MARSEILLE: Ils sont parents d'élèves, enseignants, agents municipaux: une cinquantaine de personnes, toutes exposées à l'amiante dans des écoles des Bouches-du-Rhône, vont déposer mercredi à Marseille une plainte contre X pour "mise en danger délibérée de la vie d'autrui".

Sept syndicats et trois associations de victimes de l'amiante sont aussi plaignants dans ce dossier, qui concerne 12 établissements scolaires, la plupart à Marseille.

"La grande majorité des établissements scolaires en France, construits avant son interdiction en 1997, présentent encore à ce jour de l’amiante dans de nombreux éléments du bâti", rappelle dans un communiqué l'avocate Julie Andreu, qui représente ces plaignants d'une douzaine d'établissements scolaires et dont la plainte va être déposée à 14h.
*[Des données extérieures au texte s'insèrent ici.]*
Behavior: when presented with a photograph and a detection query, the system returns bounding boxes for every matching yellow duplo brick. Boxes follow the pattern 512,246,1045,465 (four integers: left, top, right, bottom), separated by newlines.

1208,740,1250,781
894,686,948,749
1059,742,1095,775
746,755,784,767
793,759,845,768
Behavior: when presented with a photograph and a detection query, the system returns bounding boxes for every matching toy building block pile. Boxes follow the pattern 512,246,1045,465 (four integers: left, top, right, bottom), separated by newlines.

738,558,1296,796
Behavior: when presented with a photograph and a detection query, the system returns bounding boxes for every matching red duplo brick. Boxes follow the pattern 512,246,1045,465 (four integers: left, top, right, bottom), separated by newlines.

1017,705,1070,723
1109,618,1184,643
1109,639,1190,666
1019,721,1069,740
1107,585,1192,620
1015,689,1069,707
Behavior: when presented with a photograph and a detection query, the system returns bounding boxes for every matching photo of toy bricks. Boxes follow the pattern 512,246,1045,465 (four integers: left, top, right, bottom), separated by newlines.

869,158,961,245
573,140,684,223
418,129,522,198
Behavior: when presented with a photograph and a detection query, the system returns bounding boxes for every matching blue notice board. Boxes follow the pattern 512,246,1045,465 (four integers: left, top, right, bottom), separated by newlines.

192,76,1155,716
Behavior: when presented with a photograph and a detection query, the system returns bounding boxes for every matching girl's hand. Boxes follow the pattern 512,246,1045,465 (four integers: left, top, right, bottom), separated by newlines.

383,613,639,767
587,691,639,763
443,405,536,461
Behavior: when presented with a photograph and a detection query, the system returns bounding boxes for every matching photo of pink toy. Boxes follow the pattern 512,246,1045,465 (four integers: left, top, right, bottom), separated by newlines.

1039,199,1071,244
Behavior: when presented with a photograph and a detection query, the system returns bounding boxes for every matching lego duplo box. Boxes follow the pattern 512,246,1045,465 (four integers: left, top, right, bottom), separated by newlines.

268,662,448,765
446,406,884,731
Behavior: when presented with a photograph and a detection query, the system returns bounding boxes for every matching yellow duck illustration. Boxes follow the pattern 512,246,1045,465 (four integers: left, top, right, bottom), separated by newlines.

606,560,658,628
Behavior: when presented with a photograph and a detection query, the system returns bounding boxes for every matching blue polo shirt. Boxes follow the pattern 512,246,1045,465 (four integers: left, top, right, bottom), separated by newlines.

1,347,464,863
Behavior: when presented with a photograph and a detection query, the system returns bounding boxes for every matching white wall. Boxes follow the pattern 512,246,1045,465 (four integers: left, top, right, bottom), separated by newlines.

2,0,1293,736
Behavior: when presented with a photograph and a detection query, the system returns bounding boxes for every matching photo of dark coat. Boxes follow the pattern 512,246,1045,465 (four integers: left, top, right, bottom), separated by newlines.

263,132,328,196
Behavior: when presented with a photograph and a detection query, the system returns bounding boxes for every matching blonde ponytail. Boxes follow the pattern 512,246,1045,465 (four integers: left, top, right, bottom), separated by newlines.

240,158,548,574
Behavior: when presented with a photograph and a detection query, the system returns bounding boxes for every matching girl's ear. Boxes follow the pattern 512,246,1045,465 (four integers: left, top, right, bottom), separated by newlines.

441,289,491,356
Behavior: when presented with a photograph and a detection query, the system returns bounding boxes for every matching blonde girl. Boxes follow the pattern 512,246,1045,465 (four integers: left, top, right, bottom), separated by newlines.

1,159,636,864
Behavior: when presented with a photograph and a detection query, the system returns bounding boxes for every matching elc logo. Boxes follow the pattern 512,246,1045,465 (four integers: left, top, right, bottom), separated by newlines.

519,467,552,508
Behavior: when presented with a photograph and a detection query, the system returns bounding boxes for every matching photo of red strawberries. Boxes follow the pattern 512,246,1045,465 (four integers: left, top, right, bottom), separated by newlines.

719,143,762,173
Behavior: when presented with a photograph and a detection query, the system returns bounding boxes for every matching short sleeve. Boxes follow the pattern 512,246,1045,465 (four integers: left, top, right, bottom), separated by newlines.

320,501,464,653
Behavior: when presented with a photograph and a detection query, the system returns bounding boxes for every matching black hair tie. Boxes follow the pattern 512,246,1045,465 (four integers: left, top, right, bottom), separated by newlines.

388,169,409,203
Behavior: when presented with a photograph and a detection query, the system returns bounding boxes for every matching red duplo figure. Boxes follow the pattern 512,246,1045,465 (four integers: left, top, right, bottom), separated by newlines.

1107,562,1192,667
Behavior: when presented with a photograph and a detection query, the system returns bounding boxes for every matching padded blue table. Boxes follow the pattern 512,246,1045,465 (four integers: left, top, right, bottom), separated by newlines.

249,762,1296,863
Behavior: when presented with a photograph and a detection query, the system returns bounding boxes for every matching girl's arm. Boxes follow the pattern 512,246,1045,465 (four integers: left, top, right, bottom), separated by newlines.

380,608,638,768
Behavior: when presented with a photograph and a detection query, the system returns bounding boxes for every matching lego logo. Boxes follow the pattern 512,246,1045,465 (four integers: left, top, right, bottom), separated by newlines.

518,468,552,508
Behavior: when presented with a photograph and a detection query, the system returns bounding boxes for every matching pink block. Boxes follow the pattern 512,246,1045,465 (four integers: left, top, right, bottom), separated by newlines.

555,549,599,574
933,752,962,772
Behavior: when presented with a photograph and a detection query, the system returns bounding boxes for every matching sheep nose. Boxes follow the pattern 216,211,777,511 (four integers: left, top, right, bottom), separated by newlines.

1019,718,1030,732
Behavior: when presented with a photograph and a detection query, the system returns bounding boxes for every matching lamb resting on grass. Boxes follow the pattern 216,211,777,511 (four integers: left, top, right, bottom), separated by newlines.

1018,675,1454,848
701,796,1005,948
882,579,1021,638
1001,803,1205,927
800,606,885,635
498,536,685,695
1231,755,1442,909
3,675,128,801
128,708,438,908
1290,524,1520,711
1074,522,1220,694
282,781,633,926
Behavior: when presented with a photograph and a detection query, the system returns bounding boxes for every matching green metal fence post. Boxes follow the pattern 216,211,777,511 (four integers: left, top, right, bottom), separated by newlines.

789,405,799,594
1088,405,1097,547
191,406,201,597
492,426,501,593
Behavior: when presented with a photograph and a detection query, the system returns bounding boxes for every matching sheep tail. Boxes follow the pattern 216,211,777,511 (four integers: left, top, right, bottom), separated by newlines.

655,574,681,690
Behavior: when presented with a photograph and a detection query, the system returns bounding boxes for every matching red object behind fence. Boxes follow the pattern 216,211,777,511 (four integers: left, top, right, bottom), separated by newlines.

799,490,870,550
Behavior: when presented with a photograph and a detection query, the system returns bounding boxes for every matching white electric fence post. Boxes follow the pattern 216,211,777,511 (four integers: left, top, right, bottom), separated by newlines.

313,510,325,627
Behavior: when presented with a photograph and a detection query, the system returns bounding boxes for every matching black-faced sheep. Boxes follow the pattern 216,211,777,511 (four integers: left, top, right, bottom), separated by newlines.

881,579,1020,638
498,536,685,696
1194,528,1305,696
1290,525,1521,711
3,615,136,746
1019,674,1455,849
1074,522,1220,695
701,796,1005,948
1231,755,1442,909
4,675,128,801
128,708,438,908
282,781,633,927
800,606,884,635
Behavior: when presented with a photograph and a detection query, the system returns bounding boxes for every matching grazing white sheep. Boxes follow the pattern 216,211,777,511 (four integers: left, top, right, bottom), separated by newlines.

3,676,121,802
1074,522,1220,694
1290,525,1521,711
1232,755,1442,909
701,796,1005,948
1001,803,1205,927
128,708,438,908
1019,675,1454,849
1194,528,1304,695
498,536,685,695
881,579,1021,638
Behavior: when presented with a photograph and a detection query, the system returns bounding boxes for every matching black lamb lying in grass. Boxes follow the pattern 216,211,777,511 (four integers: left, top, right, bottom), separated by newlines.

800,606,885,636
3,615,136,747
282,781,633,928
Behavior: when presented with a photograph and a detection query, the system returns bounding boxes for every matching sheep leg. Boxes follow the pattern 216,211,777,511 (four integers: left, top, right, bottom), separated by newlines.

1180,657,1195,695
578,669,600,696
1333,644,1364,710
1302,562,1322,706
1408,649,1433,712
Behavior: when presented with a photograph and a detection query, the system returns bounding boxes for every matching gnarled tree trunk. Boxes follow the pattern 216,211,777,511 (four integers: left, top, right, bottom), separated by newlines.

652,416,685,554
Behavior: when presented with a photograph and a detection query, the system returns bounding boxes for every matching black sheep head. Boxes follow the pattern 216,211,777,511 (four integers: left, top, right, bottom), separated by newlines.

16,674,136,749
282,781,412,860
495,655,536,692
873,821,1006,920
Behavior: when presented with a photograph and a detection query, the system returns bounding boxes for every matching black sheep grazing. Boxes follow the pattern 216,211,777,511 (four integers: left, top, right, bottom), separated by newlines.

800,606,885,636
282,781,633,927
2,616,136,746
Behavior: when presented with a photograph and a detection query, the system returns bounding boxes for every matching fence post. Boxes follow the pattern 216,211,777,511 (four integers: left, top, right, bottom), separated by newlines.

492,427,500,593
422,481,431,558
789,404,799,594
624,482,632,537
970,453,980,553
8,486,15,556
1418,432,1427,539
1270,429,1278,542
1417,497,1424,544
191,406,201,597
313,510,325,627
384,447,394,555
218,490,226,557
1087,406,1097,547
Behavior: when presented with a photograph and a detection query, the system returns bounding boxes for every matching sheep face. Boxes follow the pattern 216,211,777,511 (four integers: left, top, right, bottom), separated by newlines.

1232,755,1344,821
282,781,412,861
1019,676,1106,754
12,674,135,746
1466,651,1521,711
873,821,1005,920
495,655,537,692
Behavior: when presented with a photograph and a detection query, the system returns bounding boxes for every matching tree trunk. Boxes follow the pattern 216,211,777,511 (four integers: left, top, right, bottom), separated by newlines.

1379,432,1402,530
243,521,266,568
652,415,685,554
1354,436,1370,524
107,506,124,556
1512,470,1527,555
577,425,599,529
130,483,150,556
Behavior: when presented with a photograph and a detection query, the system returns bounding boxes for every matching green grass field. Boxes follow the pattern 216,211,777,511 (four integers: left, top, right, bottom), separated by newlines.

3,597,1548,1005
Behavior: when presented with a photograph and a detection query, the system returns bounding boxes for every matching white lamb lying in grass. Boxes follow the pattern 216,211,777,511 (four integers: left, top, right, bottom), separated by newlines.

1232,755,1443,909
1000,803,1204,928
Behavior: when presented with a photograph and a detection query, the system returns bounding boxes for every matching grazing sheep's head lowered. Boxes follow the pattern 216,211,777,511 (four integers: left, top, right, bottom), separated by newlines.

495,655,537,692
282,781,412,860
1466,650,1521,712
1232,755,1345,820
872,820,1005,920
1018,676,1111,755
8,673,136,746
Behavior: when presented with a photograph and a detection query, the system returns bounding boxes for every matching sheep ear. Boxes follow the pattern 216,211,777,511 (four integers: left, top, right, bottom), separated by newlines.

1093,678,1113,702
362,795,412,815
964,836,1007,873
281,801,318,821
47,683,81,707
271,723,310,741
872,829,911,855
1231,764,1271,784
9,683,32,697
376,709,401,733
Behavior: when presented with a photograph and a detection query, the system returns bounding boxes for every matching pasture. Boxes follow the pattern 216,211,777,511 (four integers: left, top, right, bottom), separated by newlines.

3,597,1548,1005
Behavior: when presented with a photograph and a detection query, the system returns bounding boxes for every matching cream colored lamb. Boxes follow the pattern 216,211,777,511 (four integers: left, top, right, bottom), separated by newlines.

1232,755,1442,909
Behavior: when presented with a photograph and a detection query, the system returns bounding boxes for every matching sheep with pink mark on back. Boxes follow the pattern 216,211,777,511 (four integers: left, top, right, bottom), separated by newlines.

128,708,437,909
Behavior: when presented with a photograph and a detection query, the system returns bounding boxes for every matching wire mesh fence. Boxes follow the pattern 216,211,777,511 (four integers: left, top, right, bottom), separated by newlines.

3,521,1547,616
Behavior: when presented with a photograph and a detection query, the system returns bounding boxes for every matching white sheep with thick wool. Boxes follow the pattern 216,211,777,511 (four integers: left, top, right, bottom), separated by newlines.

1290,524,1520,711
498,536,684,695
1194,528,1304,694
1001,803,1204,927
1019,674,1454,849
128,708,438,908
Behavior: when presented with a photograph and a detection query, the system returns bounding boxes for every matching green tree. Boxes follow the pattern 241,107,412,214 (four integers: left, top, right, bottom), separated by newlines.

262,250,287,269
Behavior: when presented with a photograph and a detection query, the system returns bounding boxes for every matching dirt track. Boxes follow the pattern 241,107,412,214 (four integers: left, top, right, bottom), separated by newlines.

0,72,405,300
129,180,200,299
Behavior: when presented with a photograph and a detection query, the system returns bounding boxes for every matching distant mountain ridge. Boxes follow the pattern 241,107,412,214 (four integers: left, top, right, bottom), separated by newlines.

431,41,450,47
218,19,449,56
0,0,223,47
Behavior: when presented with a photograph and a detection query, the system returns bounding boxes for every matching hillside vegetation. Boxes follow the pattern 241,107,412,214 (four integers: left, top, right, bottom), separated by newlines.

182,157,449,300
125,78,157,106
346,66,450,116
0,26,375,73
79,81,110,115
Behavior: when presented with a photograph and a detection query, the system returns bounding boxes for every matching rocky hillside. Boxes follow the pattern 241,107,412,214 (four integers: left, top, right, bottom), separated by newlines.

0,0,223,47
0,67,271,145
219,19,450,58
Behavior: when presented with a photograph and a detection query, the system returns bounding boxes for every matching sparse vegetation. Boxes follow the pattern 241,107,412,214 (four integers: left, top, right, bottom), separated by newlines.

Or, la vétusté de certains d'entre eux aggrave l'exposition à l'amiante et selon l'avocate, "les responsables concernés (collectivités locales) n’ont pas pris les mesures qui s’imposent".

Classée cancérogène, l'amiante présente des risques pour la santé principalement par inhalation, lorsque les poussières pénètrent le système respiratoire.

"Une collègue est décédée en avril 2024 des suites d’un cancer lié à l’amiante, reconnu comme maladie professionnelle", a expliqué dans un dossier de presse le collectif stop amiante éducation, dans lequel sont réunis les syndicats et associations plaignants.

Le collectif dénonce "de nombreuses défaillances", notamment une absence d'information sur l'amiante, malgré les obligations réglementaires, ou encore une absence de protection pendant les travaux.

En mars, les syndicats enseignants avaient révélé que plus de 80% des bâtiments scolaires en France étaient potentiellement concernés par la présence d'amiante.

Un rapport du Haut Conseil de la Santé Publique publié en 2014, prévoit que d’ici 2050, 50.000 à 75.000 décès par cancer du poumon dus à l’amiante aient lieu, auxquels s’ajoutent jusqu'à 25.000 décès par mésothéliome (un autre type de cancer).